La diferencia entre la bisexualidad analítica y aquella relativa a la orientación del deseo sexual tiene que ver con la economía de goce, que puede resolverse como búsqueda de satisfacción en el campo fuera de análisis, la escena común de los cuerpos, pero que en ese espacio obsceno de escucha que es el análisis se cuestiona y persiste como búsqueda indeterminada.

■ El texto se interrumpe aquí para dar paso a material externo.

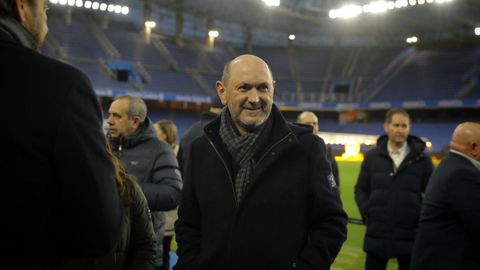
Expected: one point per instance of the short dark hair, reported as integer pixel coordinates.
(6, 6)
(392, 112)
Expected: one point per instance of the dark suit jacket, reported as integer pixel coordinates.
(59, 197)
(449, 232)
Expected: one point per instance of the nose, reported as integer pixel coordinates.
(253, 96)
(109, 120)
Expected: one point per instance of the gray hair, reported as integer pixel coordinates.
(6, 6)
(136, 107)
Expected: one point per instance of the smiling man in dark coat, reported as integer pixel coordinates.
(449, 230)
(59, 198)
(389, 190)
(259, 192)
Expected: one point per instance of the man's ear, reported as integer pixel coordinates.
(221, 92)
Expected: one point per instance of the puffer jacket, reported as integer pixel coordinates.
(155, 166)
(135, 250)
(390, 201)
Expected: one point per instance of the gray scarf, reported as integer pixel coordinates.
(242, 149)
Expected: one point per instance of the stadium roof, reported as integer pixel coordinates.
(452, 18)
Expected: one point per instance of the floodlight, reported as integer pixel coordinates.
(213, 33)
(118, 9)
(150, 24)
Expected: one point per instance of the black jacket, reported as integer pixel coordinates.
(390, 201)
(195, 131)
(59, 197)
(291, 215)
(155, 166)
(448, 233)
(135, 250)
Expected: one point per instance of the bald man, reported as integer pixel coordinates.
(309, 118)
(257, 193)
(449, 231)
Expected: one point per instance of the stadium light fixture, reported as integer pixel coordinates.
(150, 24)
(379, 6)
(213, 33)
(93, 5)
(272, 3)
(411, 40)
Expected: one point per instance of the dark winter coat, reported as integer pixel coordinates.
(59, 197)
(195, 131)
(155, 166)
(135, 250)
(390, 201)
(449, 232)
(290, 216)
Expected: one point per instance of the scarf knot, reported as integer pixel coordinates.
(242, 149)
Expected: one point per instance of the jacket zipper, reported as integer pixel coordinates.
(271, 147)
(226, 168)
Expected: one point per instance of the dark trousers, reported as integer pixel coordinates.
(167, 240)
(375, 262)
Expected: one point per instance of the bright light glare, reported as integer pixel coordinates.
(118, 9)
(213, 33)
(346, 12)
(272, 3)
(413, 39)
(150, 24)
(378, 6)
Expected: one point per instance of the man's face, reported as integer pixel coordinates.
(120, 125)
(308, 118)
(248, 93)
(398, 129)
(34, 19)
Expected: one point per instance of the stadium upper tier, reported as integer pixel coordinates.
(303, 74)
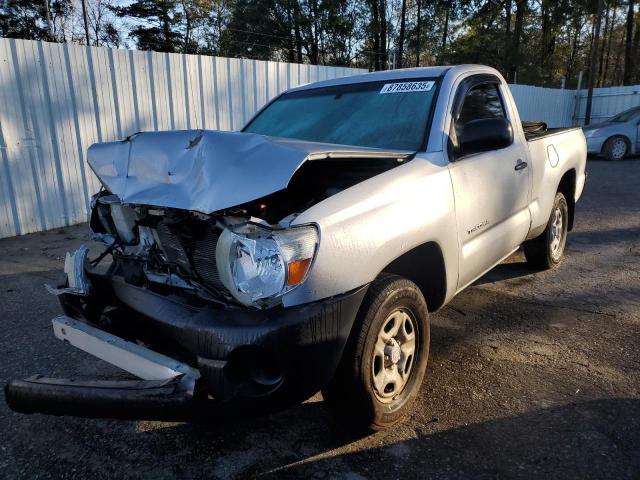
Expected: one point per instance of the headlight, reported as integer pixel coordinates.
(256, 263)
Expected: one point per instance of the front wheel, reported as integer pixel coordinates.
(384, 362)
(547, 250)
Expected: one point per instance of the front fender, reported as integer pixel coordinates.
(364, 228)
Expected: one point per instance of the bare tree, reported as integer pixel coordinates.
(592, 63)
(628, 51)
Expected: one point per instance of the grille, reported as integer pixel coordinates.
(202, 261)
(172, 246)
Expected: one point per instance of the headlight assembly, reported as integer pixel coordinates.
(256, 263)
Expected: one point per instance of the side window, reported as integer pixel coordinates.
(482, 101)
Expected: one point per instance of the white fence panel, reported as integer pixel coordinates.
(607, 102)
(57, 99)
(553, 106)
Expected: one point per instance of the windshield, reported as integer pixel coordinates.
(626, 115)
(388, 114)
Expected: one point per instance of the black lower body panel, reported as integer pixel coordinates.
(122, 399)
(249, 361)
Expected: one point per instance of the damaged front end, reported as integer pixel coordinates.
(191, 301)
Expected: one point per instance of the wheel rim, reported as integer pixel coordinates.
(394, 355)
(558, 233)
(619, 149)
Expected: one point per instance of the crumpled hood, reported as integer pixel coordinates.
(205, 170)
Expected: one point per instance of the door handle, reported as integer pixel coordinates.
(520, 165)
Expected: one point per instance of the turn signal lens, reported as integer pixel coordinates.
(297, 271)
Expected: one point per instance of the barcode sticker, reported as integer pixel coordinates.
(407, 87)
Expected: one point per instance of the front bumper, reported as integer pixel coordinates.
(234, 357)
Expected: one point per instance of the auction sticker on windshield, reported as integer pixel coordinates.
(404, 87)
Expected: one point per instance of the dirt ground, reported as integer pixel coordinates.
(531, 375)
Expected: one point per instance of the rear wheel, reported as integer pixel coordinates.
(385, 360)
(615, 148)
(547, 250)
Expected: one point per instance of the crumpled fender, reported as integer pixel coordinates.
(204, 170)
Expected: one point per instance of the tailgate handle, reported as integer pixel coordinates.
(520, 165)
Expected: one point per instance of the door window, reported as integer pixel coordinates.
(482, 101)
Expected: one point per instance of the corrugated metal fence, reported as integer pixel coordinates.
(57, 99)
(607, 102)
(552, 105)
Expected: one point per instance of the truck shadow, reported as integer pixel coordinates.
(592, 439)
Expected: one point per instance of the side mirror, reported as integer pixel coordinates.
(485, 134)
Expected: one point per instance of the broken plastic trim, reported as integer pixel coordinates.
(75, 265)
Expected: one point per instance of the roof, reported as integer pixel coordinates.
(399, 74)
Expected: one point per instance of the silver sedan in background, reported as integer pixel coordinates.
(616, 137)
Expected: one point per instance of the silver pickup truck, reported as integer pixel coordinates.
(245, 271)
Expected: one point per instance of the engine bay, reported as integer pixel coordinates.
(167, 248)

Si hay algo que no puede realizarse en el acto analítico es precisamente para asegurar que en su espacio cualquier cosa puede ser pronunciada. Dicho de otra manera: para poder decirlo todo hay que poder no hacerlo todo. La bisexualidad halla ahí también su ley de realización, para que su espacio de deseo, idealmente despejado, abra su potencia transferencial más allá de lo que permite el propio acto sexual.